Kepentingan komunitas adalah kebebasan mengamalkan metode keberislaman yang dipilihnya alias mazhab. Kepentingan umat seagama adalah kebebasan mengamalkan ajaran yang dipilihnya sebagai sistem nilai dan pedoman hidup. Tapi komunitas harus sadar bahwa ia hidup dalam umat seagama yang berbeda metode alias mazhab. Umat seagama di Indonesia juga harus sadar bahwa ia hidup dalam himpunan yang di dalamnya hidup pula umat yang tak seagama.

Artinya, bila kepentingan yang lebih besar yang harus diutamakan, maka kepentingan harus mengambil cakupan lebih besar yang secara niscaya mencakup himpunan-himpunan di dalamnya (umat seagama dan komunitas semazhab), yaitu kepentingan bangsa.
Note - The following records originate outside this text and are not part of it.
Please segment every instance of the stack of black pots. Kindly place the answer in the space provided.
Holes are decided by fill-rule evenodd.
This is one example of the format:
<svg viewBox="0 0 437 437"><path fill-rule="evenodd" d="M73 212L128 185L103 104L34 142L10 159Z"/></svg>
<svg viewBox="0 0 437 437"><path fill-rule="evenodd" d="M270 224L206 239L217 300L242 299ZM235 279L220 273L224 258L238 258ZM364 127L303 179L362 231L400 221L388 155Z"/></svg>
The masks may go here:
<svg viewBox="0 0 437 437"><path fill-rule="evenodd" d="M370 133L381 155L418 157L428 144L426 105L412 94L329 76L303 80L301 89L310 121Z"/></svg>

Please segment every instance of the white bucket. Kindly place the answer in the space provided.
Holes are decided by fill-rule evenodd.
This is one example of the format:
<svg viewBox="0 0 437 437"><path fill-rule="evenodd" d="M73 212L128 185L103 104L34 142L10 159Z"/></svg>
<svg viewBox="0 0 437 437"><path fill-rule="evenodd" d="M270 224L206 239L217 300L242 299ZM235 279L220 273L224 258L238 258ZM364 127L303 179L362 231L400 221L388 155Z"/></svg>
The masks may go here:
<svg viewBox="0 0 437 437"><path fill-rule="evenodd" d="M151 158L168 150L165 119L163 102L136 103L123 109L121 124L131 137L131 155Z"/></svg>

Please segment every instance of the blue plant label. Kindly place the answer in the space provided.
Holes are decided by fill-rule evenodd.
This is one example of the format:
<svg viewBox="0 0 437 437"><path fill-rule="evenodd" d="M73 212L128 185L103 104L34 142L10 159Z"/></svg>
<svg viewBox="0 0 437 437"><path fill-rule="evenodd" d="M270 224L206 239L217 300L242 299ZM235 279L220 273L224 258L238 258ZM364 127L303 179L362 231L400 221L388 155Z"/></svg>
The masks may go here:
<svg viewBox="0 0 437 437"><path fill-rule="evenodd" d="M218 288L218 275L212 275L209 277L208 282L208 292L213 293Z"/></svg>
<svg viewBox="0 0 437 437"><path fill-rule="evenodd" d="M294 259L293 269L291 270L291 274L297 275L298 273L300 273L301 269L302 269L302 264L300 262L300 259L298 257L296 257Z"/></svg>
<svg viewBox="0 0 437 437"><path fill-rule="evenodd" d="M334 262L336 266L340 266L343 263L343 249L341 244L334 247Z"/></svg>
Teori himpunan merupakan salah satu aksioma dalam logika penalaran dan matematika, termasuk teori himpunan modern yang dikenal dengan fuzzy logic. Cara mengoleksi obyek-obyek dapat didasarkan pada sifat mereka yang sama atau berdasarkan suatu aturan tertentu. Obyek-obyek yang menjadi anggota dari himpunan ini disebut dengan elemen dari himpunan tersebut. Jika p anggota himpunan A, ditulis pÎA, dibaca ‘p adalah elemen (anggota) dari himpunan A’. Jika obyek q bukan anggota dari himpunan A, ditulis qÏA.

Dengan kata lain, kepentingan tak bisa hanya dilontarkan tanpa isi dan tanpa urutannya.

Sebelum menyepakati dan mempertegas substansi kepentingan, kita harus memperjelas secara logis cakupan dan urutan himpunannya, umat manusia lalu bangsa kemudian umat seagama (umat Islam-dalam konteks bahasan ini) berikutnya komunitas mazhab dan akhirnya keluarga.

Terlepas dari kerumitan logika himpunan klasik dan modern, klaim memihak dan menentang dalam arena politik dengan dalih mengutamakan kepentingan umat atas kepentingan komunitas dan mengabaikan kepentingan bangsa yang mencakup komunitas dan umat adalah offside dalam aturan fifa logika. Secara tidak langsung menyisihkan kepentingan komunitas dari kepentingan umat Islam bisa dianggap offside teologi pula.

Kepentingan terbesar adalah kepentingan bangsa. Menjaga dan mempertahankan Indonesia dengan kebhinnekaan umat, baik yang beragama Islam dengan aneka aliran dan ormasnya maupun Kristen, Hindu, Budha, Konghuchu serta kepercayaan lainnya secara niscaya adalah kepentingan setiap warga negara. Inilah kepentingan yang layak dijadikan alasan.